Co 0218, Co 0403, Co 06027, Co 06030, Co 2000-13, Co 2000-15, Co 91010, Co 92005, Co 94008, Co 94012, Co 99004, CoA 03081 (97A 85), CoA 88081 (84A 125), CoA 99082 (93A 145), CoC (SC) 22, CoC (SC) 23, CoC (SC) 24, CoC 01061, CoC 08336, CoM 0265, CoM 7714, CoM 88121, CoN 85134, CoSnk-004, CoSnk03044, CoSnk 03632, CoSnk 05103, CoSnk 05104, CoV 94101 (86V 96), CoV 95101 (91V 83), CoVC 2003-165, CoVC 99463, VCF 0517.


b) New Sugarcane varieties for Subtropical States:-

BO 145, BO 146, BO 147, BO 153, Co 0118, Co 0124, Co 0232, Co 0233, Co 0237, Co 0238, Co 05009, Co 05011, Co 98014, CoBln 02173, CoBln 90006, CoBln 9101, CoBln 9102, CoBln 9103, CoBln 9104, CoBln 9105, CoBln 94063, CoH 110, CoH 119, CoH 128, CoJ 88, CoJ 89, CoLk 94184, CoP 2061, CoP 9702, CoPant 03220, CoPant 90222, CoPant 94211, CoPant 96219, CoPant 97222, CoPant 99214, CoPb 09181 (CoPb 91), CoPk 05191, CoS 03251, CoS 07250, CoS 08272, CoS 96269, CoS 96275, CoS 97261, CoS 98259, CoS 99259, CoSe 00235, CoSe 01235, CoSe 01424, CoSe 01434, CoSe 03234, CoSe 96234, UP 0097 and UP 05125.


Seed cane scenario

About 11.9% of the total sugarcane production in the country is being utilized for seed and chewing purpose. However, the seed replacement rate either with disease free quality planting materials or with tissue culture materials or with seeds of improved varieties appears to be low. It is another concern today. The normal practice in many parts of the country is to use a commercial crop of sugarcane for seed purpose. Sugarcane is a vegetatively propagated crop. It tends to accumulate diseases very quickly during the course of cultivation.

Therefore, quality planting materials assume importance to sustain yield and soil health. Many sugar mills in South are following the three tier seed nursery programme comprising of primary, secondary ad commercial nurseries but it has to pick up in a large way in North. In the absence of seed nursery programme, the sugar mills can adopt seed village concept, where the entire village is declared as seed village, the quality of seed materials is monitored with the help of scientists from research stations.

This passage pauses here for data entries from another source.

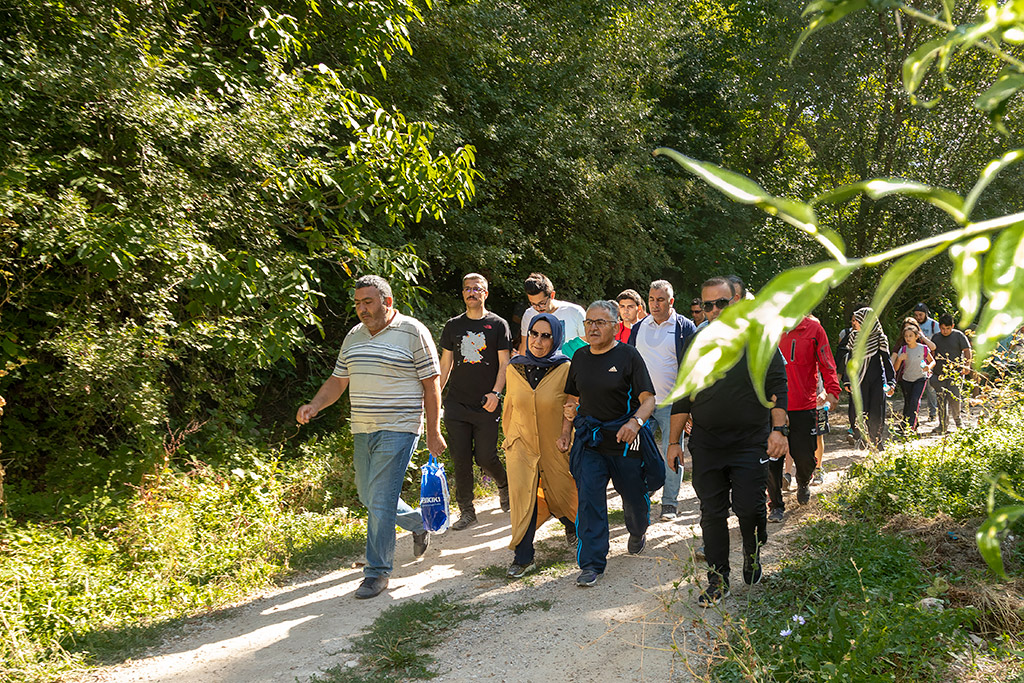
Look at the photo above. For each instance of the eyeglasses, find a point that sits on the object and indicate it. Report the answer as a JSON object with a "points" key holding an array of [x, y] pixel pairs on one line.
{"points": [[710, 305]]}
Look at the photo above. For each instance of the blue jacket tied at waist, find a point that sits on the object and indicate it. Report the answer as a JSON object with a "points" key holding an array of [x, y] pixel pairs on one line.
{"points": [[588, 435]]}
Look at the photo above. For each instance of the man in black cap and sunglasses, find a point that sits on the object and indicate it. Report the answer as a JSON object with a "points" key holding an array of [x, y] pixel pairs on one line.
{"points": [[731, 441]]}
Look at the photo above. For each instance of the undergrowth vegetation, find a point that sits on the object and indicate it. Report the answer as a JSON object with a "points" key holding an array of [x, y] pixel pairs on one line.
{"points": [[187, 539]]}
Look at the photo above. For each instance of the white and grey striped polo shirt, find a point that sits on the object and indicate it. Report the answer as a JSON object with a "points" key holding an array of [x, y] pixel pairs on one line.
{"points": [[385, 373]]}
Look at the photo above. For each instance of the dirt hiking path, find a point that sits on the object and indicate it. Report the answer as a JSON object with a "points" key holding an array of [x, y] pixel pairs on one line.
{"points": [[639, 623]]}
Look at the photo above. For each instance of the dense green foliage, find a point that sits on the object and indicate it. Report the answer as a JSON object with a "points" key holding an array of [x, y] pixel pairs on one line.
{"points": [[180, 188], [843, 609], [186, 542]]}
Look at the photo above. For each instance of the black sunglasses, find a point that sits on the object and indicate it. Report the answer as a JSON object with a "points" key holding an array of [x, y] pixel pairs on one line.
{"points": [[709, 305]]}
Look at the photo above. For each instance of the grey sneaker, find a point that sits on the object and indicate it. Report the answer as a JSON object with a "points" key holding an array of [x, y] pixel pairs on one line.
{"points": [[466, 519], [519, 570], [636, 544], [420, 542], [803, 495], [371, 587]]}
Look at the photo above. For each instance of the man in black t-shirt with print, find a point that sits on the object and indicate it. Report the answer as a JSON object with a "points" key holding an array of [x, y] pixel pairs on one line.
{"points": [[732, 439], [608, 381], [475, 349]]}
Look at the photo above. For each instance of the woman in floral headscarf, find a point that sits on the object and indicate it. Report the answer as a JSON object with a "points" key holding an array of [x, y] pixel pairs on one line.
{"points": [[877, 378]]}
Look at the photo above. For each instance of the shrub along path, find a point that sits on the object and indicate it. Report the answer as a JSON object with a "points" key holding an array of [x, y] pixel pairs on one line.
{"points": [[639, 623]]}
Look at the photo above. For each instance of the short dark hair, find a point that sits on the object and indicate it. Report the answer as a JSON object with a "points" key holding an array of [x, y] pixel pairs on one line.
{"points": [[632, 295], [377, 283], [737, 286], [719, 282], [538, 283]]}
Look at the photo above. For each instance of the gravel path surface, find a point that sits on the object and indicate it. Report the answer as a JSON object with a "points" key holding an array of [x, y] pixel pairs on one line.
{"points": [[639, 623]]}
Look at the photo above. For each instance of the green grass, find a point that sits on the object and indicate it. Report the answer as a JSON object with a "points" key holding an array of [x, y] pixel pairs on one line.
{"points": [[393, 648], [843, 608], [108, 580]]}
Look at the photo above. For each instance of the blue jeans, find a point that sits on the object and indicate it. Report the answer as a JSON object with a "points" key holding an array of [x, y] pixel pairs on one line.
{"points": [[381, 459], [659, 425]]}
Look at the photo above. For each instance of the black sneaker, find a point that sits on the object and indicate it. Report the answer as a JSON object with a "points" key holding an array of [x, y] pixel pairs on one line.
{"points": [[752, 568], [420, 542], [803, 495], [466, 519], [636, 544], [715, 593], [519, 570], [371, 587]]}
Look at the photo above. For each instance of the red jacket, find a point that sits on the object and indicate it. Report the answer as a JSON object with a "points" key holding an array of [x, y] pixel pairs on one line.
{"points": [[806, 351]]}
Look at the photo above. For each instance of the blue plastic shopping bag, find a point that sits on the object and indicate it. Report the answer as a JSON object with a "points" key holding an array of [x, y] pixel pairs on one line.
{"points": [[434, 497]]}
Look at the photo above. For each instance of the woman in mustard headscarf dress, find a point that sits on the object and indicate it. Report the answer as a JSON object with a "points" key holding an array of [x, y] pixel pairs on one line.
{"points": [[537, 440]]}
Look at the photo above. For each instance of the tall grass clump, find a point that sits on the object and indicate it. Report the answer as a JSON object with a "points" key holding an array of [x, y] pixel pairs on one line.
{"points": [[951, 476], [89, 587], [843, 608]]}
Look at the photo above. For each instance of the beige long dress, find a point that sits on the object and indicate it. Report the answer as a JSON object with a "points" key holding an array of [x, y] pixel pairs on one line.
{"points": [[537, 469]]}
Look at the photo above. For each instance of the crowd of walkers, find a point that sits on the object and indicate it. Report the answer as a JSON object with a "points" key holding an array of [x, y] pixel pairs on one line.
{"points": [[581, 398]]}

Sugarcane seed is bulky in nature and different classes of seeds are not maintained. Once in a cycle of 5-6 years, planting materials for seed crop should be drawn from heat treated setts or tissue culture derived cane. The tissue culture techniques particularly the meristem culture combined with virus indexing can be used for multiplication of newly developed varieties and rejuvenation of old varieties which are under cultivation. At ICAR-SBI, Coimbatore virus indexed tissue culture seedlings and mother culture flask of improved sugarcane varieties are being produced and distributed to farmers and sugar mills. Bud chip technology is another way of faster multiplication of seed cane.